At least one visiting African head-of-state was told by a US senior diplomat as well as by senior CIA officials not to take up an opportunity to meet with US Deputy Defense Secretary Paul Wolfowitz because publicity about such a meeting would hurt the President in his home country, given that DepSec Wolfowitz was perceived as the man who started the war against Iraq.
The resentment of the Pentagon leadership by the State and CIA career officials — supported at this time by US Secretary of State Colin Powell — stems from the fact that Defense Secretary Donald Rumsfeld, DepSec Wolfowitz and US Vice-President Richard Cheney (a former Defense Secretary) were now the drivers of US strategic policy. Many State and CIA officials retain their loyalty to the former US Administration of Democratic Pres. William Clinton and some still owed their positions to the even earlier Administration of (Democrat) Pres. Jimmy Carter. As a result, these officials have been attempting at all levels to block what they perceive to be incentives from the Pentagon or the White House of Pres. George W. Bush.

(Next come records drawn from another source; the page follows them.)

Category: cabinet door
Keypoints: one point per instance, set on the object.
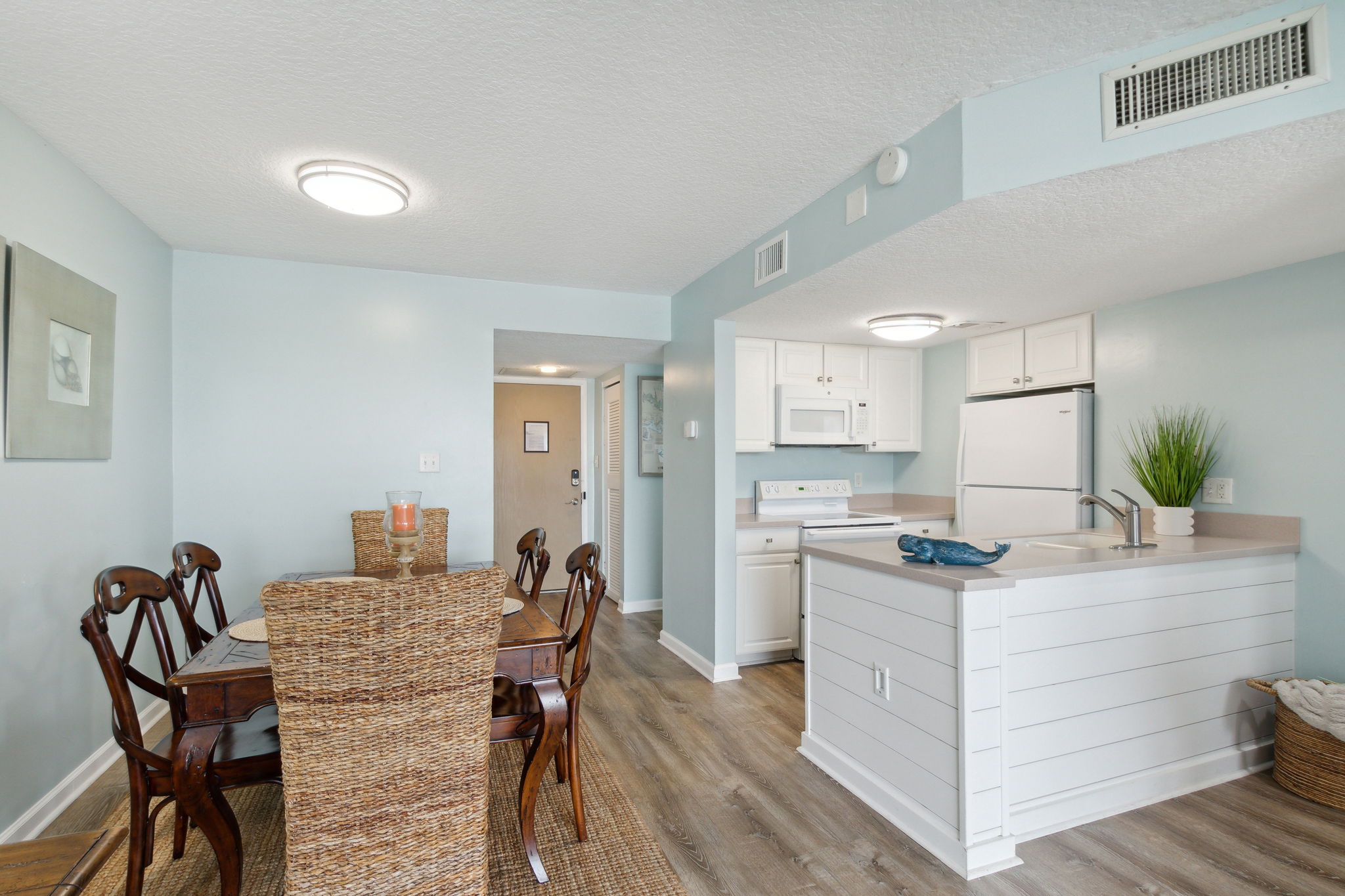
(994, 363)
(755, 395)
(1057, 352)
(799, 364)
(847, 366)
(768, 602)
(893, 399)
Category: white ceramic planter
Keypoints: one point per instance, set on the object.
(1174, 521)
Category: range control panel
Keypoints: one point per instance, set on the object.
(771, 489)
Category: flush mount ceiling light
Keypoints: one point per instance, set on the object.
(354, 188)
(904, 328)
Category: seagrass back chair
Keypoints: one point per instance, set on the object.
(372, 548)
(385, 757)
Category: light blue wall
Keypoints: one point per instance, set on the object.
(1264, 352)
(66, 521)
(807, 464)
(305, 391)
(1051, 127)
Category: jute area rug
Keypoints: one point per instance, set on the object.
(621, 857)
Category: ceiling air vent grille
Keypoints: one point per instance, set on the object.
(772, 258)
(1254, 64)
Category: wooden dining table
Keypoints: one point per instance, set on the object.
(229, 680)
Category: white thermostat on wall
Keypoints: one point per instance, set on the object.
(892, 165)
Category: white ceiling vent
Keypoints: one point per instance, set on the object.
(772, 258)
(1255, 64)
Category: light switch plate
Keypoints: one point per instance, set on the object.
(1216, 490)
(856, 205)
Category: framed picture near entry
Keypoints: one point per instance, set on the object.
(58, 373)
(537, 437)
(651, 425)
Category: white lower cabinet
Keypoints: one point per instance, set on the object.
(768, 605)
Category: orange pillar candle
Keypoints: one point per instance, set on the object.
(404, 517)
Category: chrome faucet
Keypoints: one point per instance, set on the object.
(1129, 521)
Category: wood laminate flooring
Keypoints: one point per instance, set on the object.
(716, 777)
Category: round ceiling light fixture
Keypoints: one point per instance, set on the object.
(904, 328)
(353, 188)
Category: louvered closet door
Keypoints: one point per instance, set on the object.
(612, 486)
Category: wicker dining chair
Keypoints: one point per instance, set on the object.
(518, 704)
(248, 753)
(192, 561)
(372, 550)
(384, 696)
(533, 561)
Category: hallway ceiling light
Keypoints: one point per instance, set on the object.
(354, 188)
(904, 328)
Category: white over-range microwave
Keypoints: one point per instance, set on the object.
(821, 416)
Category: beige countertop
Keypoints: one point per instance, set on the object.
(906, 512)
(1024, 562)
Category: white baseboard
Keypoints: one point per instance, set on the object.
(915, 821)
(716, 673)
(1060, 812)
(42, 813)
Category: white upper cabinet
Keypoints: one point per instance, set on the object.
(894, 399)
(1057, 352)
(1040, 356)
(818, 364)
(799, 363)
(755, 395)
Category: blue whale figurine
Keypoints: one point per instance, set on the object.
(946, 551)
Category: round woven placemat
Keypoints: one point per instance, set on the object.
(249, 630)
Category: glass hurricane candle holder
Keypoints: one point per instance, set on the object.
(404, 530)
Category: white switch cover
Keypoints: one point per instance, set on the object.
(1216, 490)
(856, 205)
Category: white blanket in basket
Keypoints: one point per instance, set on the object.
(1319, 703)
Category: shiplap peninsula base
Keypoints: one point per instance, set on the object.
(978, 719)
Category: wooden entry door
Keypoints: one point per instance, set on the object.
(535, 488)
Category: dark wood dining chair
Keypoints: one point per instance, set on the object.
(248, 753)
(384, 694)
(514, 708)
(372, 548)
(533, 562)
(194, 567)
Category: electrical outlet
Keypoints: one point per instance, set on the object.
(883, 681)
(1215, 490)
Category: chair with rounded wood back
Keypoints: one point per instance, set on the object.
(586, 586)
(372, 548)
(194, 561)
(248, 753)
(533, 561)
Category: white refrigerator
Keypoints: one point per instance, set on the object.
(1023, 463)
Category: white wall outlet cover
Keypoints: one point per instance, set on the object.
(856, 205)
(892, 165)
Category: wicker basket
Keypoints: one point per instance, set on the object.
(1308, 762)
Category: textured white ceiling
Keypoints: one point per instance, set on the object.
(1088, 241)
(575, 355)
(591, 142)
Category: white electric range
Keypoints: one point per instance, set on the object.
(824, 509)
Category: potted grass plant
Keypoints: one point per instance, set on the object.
(1170, 454)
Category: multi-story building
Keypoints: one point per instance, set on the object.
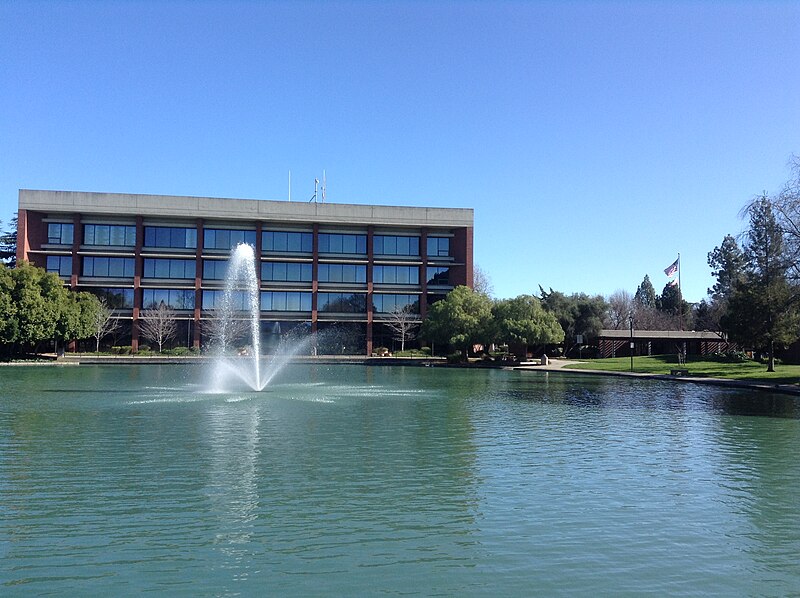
(321, 265)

But the conflict between the Defense Department and White House on the one hand, and the State Department and CIA on the other, however, has more institutional or sociological roots. The exceptionally liberal culture entrenched in State and the CIA, and the fact that career officials there regarded elected officials as “short-timers” and not representative of the continuity of US policy (which the career foreign service officers feel is their function), meant that any determined effort by an elected Administration to impose its stamp on foreign and strategic policy would be resisted, regardless of whether the elected Government was Democratic or Republican. The former Reagan and current George W. Bush administrations had proven particularly determined to impose their electoral mandate. State and CIA obfuscation was therefore almost guaranteed.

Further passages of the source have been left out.